Lederman, who holds a doctorate in education, had claimed in her suit against the state Education Department that the evaluation system was statistically flawed, lacked a proper appeals process and could be particularly unfair to teachers whose students consistently score well on state standardized tests.
“We feel greatly relieved and gratified that after almost 18 months of litigation the judge recognized that the rating of Sheri . . . was utterly irrational,” said her husband, Bruce Lederman, who served as her attorney. “We hope this case will cause politicians throughout the country to realize that the system — which has been politically pushed in the name of accountability — simply does not work.”
The court declined to make an overall ruling on the rating system.
“The Court fully recognizes that it does not have the educational background, resources, or time to propose a meaningful replacement for New York’s growth model system or to propose sound fixes for any arguable flaws of said system, and as such does not lightly enter into a critical analysis of this matter,” read the decision.
“The Court is constrained . . . to conclude that petitioner has met her high burden and established that petitioner’s growth score and rating for school year 2013-2014 are arbitrary and capricious.”

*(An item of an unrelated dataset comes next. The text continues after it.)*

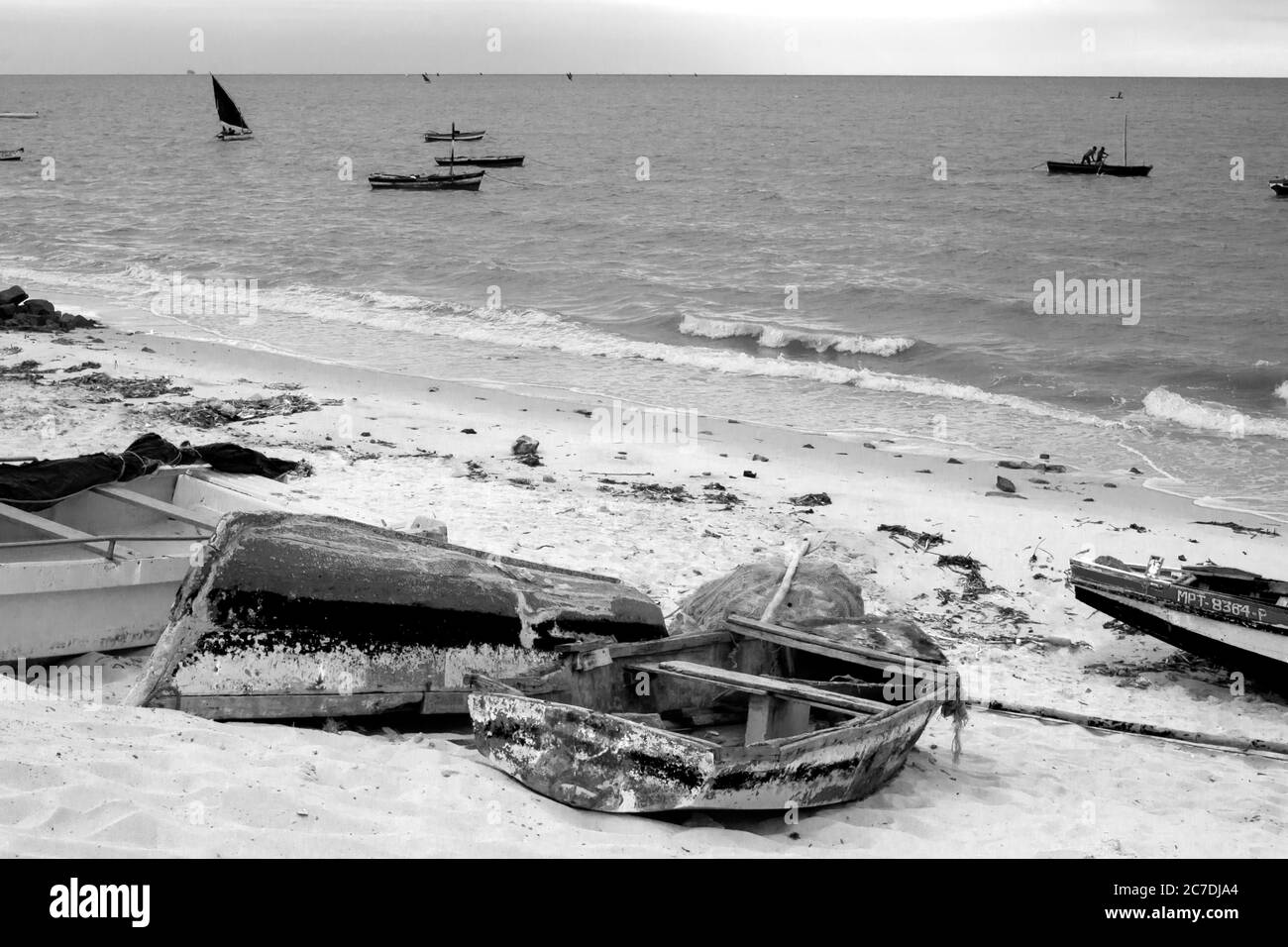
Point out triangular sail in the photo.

Jonathan Burman, an Education Department spokesman, said department policy is to not comment on litigation.
The fourth-grade teacher at E.M. Baker School filed suit against the state Education Department, challenging the evaluation model. Although her students’ performance on state standardized tests was virtually identical in 2013 and 2014, her attorney said — with children meeting or exceeding state standards — Lederman received a score of 14 out of 20 and a score of 1 out of 20 in those years respectively without any explanation of the change.
In the rating system, known as Annual Professional Performance Review, or APPR, teachers and principals receive composite ratings of “highly effective,” “effective,” “developing” and “ineffective.”
Test scores can now count for as much as half the evaluations of teachers and principals, under statutory changes approved last year by Gov. Andrew M. Cuomo and legislators.
But, after much public protest, the Board of Regents last year passed a four-year moratorium preventing test scores from being used punitively against students or in teacher job ratings. New Regents leaders have also launched an inquiry into the validity of the state test system and its links to evaluations.
The suit names as defendants former Education Commissioner John B. King Jr., Assistant Commissioner Candace H. Shyer and the department’s Office of State Assessment. King is now U.S. Secretary of Education.
McDonough concluded in the ruling that the scoring model is biased against teachers with high- and low-performing students, saying the state failed to address the “inability of high-performing students to demonstrate growth akin to lower-performing students.”
The state also failed to explain the swing in her growth score from 14 to 1 despite students receiving similar scores in 2013 and 2014, he ruled. He cited, “Most tellingly, the strict imposition of rating constraints in the form of a ‘bell curve’ that places teachers in four categories via pre-determined percentages regardless of whether the performance of students dramatically rose or dramatically fell from the previous year.”
New York State United Teachers issued a statement, saying: “Sheri Lederman’s case is Exhibit A of why that moratorium was needed in the first place.”